I did find it strange that there would be multiple psychopaths in one city of just under 100,000 people, but maybe there are and I am overly optimistic. One of the things I liked is that the three main cases also point to other, less serious but still creepy and/or illegal activities, and the way Atkinson unravels these threads is interesting. When my “to read” pile gets a little shorter I will probably look for the other four Jackson Brodie mysteries. I’ll just have to remember that I’m there for the writing and the characters, and skim over the violent bits.

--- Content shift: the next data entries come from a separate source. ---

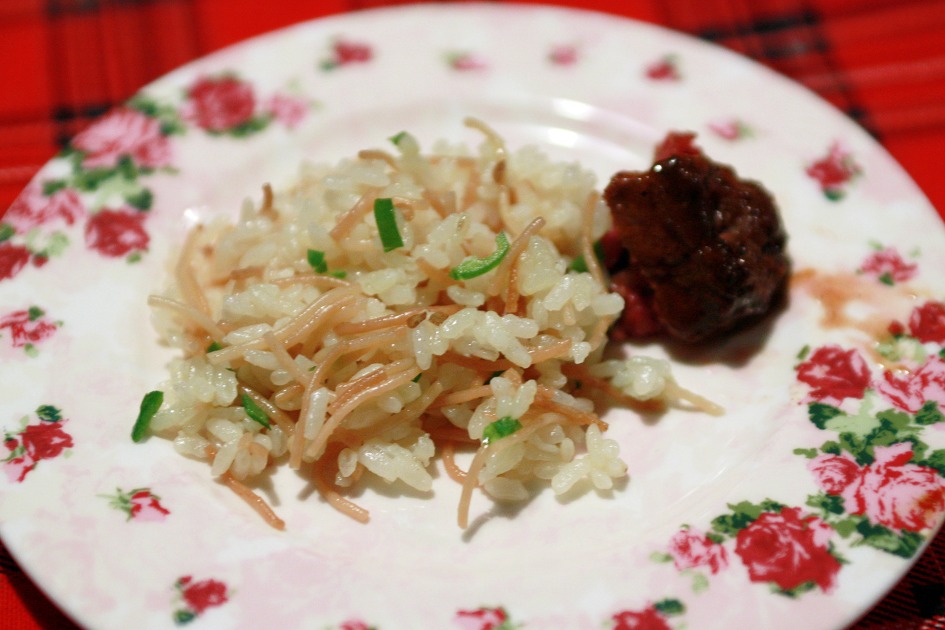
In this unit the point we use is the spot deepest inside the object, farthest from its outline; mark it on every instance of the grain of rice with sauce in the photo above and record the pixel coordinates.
(304, 343)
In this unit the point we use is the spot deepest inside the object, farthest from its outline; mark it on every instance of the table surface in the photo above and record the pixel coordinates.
(882, 62)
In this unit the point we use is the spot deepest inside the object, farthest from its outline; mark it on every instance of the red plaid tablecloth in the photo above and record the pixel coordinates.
(64, 62)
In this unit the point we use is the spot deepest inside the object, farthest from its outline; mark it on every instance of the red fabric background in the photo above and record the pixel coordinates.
(882, 62)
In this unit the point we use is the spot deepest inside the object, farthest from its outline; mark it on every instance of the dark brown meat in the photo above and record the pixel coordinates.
(705, 250)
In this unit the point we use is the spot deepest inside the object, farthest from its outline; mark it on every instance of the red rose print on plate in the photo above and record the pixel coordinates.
(345, 52)
(123, 132)
(34, 209)
(789, 549)
(220, 104)
(927, 322)
(664, 69)
(651, 617)
(889, 267)
(139, 505)
(891, 491)
(197, 597)
(35, 442)
(287, 109)
(834, 171)
(690, 548)
(27, 328)
(482, 619)
(646, 619)
(835, 374)
(911, 390)
(12, 259)
(117, 233)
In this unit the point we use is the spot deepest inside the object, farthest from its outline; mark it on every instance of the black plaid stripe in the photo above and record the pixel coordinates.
(78, 30)
(791, 41)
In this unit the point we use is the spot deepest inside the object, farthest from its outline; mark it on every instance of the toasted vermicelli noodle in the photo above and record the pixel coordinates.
(320, 333)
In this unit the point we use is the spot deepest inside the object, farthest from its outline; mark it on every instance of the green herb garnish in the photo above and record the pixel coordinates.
(317, 260)
(504, 426)
(150, 404)
(387, 224)
(472, 267)
(254, 411)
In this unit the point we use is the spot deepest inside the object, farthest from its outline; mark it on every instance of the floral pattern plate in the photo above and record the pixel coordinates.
(800, 507)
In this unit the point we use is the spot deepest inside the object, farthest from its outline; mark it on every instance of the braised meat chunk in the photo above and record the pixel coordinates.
(704, 250)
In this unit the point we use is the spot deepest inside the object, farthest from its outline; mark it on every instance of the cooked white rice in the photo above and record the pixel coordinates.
(386, 399)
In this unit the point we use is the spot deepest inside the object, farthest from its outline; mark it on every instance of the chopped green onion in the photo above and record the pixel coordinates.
(254, 412)
(387, 224)
(472, 267)
(317, 260)
(150, 404)
(504, 426)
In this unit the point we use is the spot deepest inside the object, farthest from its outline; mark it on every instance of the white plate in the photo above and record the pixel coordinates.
(798, 508)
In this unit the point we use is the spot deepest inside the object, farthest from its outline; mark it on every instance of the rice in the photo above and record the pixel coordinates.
(371, 362)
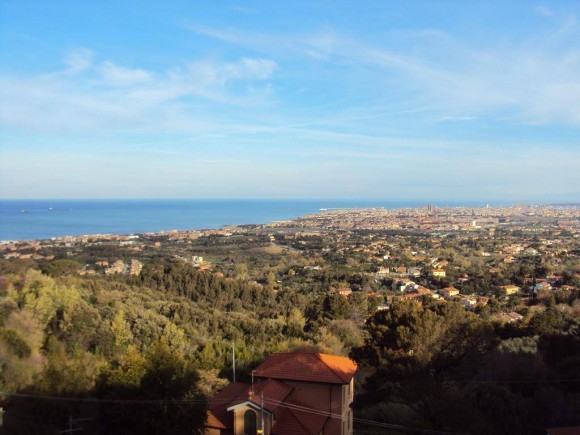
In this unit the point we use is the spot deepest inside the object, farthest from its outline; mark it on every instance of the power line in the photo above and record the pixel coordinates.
(121, 401)
(296, 407)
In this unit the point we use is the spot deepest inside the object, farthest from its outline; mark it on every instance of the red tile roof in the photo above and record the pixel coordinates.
(309, 367)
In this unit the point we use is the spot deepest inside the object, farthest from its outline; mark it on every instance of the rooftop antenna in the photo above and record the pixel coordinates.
(234, 358)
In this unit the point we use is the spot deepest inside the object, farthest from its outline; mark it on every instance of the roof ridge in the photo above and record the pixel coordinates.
(339, 375)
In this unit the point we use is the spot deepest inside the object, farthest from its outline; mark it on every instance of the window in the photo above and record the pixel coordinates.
(249, 422)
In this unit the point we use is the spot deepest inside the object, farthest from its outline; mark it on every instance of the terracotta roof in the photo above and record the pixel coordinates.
(310, 367)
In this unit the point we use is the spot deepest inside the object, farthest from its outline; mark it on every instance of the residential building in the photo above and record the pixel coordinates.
(510, 289)
(292, 394)
(449, 292)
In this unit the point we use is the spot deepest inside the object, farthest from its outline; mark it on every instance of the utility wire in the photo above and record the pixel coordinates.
(359, 420)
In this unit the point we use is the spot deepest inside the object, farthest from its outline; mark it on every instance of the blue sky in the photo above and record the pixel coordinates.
(446, 100)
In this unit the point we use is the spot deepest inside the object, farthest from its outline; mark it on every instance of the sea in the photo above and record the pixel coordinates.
(44, 219)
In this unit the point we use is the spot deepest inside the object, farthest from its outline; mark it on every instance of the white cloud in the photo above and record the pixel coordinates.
(112, 96)
(118, 75)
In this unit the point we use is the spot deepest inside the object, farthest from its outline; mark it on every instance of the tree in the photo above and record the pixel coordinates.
(165, 400)
(415, 355)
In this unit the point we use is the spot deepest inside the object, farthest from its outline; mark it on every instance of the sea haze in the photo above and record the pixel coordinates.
(41, 219)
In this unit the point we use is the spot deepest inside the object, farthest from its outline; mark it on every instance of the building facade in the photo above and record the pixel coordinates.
(292, 394)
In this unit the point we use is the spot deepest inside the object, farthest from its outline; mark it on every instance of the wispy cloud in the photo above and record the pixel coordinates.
(85, 95)
(534, 80)
(78, 60)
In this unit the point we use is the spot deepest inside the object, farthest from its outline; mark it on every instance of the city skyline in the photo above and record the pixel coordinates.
(421, 101)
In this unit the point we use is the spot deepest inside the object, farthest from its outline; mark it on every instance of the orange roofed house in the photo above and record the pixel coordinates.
(299, 393)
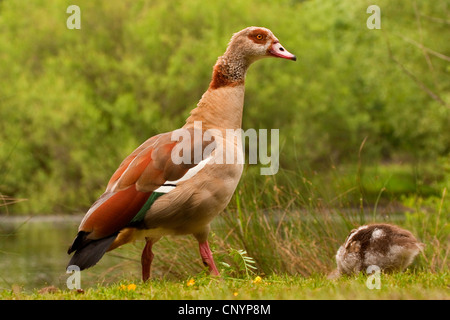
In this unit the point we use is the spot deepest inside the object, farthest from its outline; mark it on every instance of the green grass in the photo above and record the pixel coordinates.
(408, 285)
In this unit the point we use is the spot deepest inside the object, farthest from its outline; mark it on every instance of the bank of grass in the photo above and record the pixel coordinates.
(412, 284)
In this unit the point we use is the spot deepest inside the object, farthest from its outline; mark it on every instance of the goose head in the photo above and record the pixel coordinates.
(254, 43)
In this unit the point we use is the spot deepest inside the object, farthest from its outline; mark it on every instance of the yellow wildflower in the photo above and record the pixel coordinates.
(191, 282)
(257, 279)
(130, 287)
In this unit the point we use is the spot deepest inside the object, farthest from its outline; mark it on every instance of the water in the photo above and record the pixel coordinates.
(33, 254)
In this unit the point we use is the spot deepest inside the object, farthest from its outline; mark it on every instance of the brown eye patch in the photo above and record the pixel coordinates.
(258, 36)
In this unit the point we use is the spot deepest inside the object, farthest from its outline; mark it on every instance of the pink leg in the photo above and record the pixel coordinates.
(207, 258)
(146, 260)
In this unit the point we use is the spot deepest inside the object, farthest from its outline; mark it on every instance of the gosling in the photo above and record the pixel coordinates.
(386, 246)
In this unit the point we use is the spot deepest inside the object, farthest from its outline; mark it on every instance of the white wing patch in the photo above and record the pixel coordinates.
(170, 185)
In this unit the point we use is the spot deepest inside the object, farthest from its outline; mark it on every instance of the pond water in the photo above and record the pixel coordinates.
(33, 254)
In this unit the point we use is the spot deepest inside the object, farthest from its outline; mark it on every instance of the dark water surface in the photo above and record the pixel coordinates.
(33, 254)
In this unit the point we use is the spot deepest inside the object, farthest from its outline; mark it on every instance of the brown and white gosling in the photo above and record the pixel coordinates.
(387, 246)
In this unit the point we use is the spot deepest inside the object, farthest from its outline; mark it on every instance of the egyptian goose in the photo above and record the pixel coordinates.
(387, 246)
(153, 193)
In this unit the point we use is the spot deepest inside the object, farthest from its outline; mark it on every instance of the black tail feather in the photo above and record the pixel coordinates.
(89, 252)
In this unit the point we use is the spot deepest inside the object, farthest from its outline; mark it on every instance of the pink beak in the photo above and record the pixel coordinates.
(277, 50)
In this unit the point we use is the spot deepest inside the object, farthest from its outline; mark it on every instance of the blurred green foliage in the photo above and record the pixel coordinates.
(74, 103)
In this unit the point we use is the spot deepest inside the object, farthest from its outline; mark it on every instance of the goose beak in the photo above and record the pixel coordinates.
(277, 50)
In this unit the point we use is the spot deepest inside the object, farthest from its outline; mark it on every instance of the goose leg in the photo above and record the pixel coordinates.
(207, 258)
(146, 259)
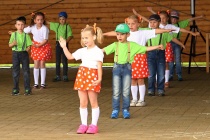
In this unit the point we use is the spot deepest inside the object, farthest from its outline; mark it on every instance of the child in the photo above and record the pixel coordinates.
(20, 43)
(89, 76)
(41, 49)
(61, 29)
(124, 56)
(139, 65)
(176, 48)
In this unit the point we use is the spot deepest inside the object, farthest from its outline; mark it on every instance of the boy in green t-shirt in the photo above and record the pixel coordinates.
(20, 43)
(62, 29)
(124, 56)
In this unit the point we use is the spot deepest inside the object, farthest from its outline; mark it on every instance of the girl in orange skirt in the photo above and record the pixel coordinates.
(89, 76)
(41, 50)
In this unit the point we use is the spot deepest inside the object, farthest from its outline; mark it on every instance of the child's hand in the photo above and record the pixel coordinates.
(62, 42)
(95, 83)
(160, 47)
(149, 8)
(10, 32)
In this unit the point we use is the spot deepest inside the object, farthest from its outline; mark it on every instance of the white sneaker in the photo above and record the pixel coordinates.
(133, 103)
(141, 103)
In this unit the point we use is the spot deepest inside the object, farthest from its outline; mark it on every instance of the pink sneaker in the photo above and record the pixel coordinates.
(92, 129)
(82, 129)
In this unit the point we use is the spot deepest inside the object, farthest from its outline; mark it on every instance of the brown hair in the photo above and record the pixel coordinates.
(94, 31)
(34, 15)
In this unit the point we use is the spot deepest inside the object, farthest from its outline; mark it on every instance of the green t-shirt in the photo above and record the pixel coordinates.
(23, 41)
(123, 51)
(60, 30)
(166, 37)
(180, 24)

Because Atkinson’s writing is worth it. Here’s a passage about one of the characters’ lives after her three year old daughter disappeared: “Rosemary had slipped out of her own life very easily. She had shown no tenacity for it at all when she discovered that the baby girl she was carrying when Olivia disappeared had a twin, not Victor’s longed-for son, but a tumorous changeling that grew and swelled inside her unchallenged. By the time anyone realized it signaled a life ending rather than a life beginning, it was too late.”  Has cancer ever sounded so beautiful? There are equally lovely descriptions of a woman’s deep loneliness and a man’s asthma attack — Atkinson’s writing makes even the most unpleasant things lovely to read, in the same way that Ali Smith can manage to transform awful current events with her incredible writing in her Seasonal Quartet books.

Mysteries are good for summer, for tense times, really anytime you want an escape. Case Histories is plenty twisty and chilling, but also a really good read.